As a few people have noticed, the Quick Links section here on BLDGBLOG disappeared a few days ago; there are a variety of reasons for this, including an overall streamlining of the site design (moving to two columns from three, for instance). More importantly, over the past few years those Quick Links never actually showed up as part of BLDGBLOG’s RSS feed, meaning that people who don’t stop by the site itself, but prefer instead to read it through things like Google Reader, never even saw those links. This further meant that, during busy periods when whole days slip by between posts, BLDGBLOG would appear totally silent to those readers—when, in fact, new links were still appearing here at a reliable pace.

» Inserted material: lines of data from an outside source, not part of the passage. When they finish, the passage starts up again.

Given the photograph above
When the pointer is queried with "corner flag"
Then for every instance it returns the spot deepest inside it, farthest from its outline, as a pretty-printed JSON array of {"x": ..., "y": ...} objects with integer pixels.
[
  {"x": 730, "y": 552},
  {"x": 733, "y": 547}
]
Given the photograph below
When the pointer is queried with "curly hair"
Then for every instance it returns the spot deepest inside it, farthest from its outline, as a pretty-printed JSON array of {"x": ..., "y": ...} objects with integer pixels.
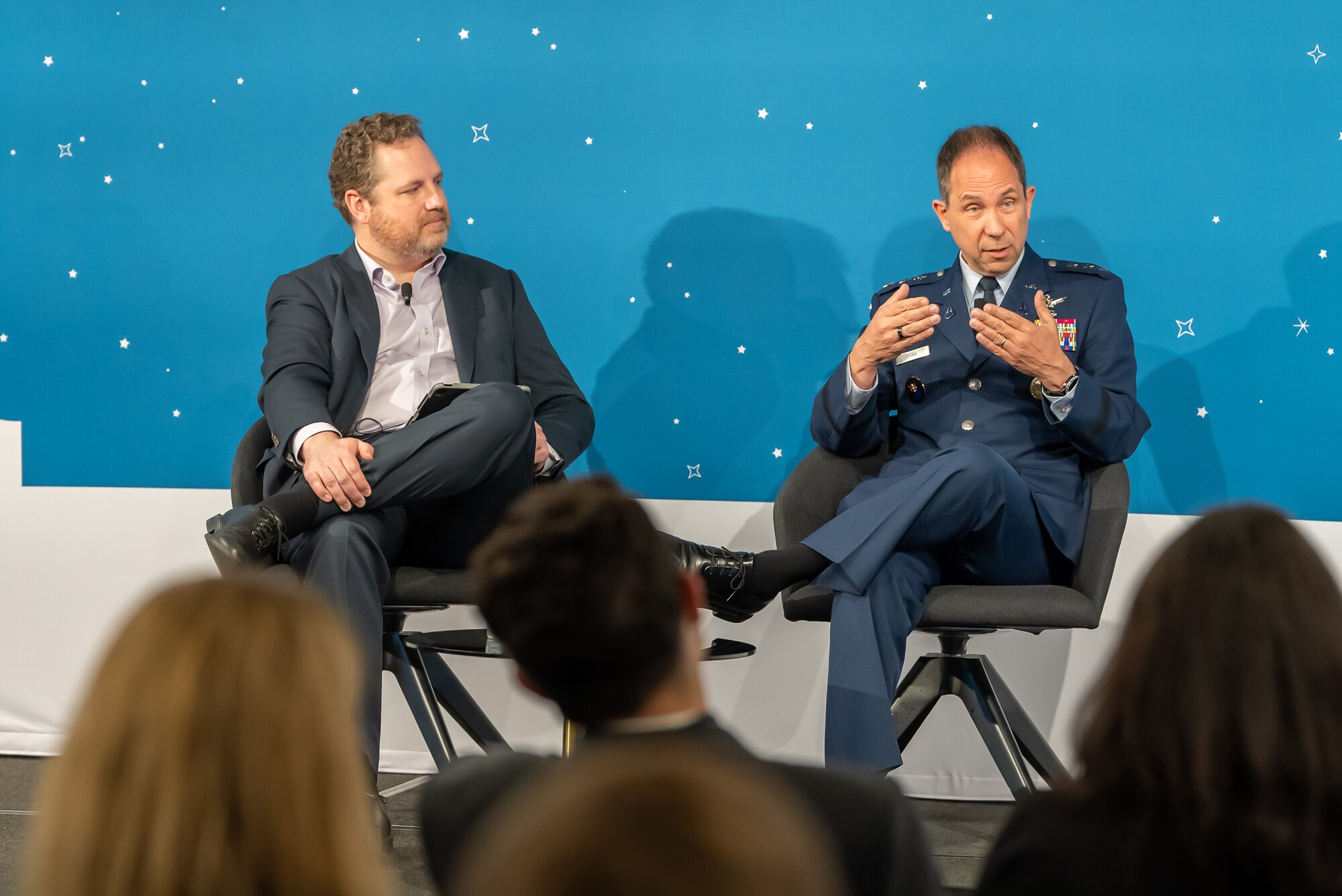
[
  {"x": 584, "y": 594},
  {"x": 352, "y": 160}
]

In any case, to make a long story short, I will now be publishing frequent Quick Links posts—the first of which appears here. This will make those links easier to find and archive; these posts will now show up in my RSS feed; and this allows readers to comment on the articles I’ve linked to (something that the previous Quick Links system never allowed).
If you have any suggestions for improvement, please let me know; I hope the much cleaner site design seems appealing, and that these Quick Links will continue to point you in stimulating directions… And happy new year! I hope this is a good one for you.
—Olivia Judson looks at “memories in nature,” where immune systems and plant forms display mnemonic traces. The biochemical archive.
—Perhaps a machine-assisted, agricultural equivalent of this: keeping rare strains of livestock, including “huge dreadlocked Cotswold sheep,” alive using the subzero techniques of cryopreservation. Distant shades of Pleistocene Park, perhaps.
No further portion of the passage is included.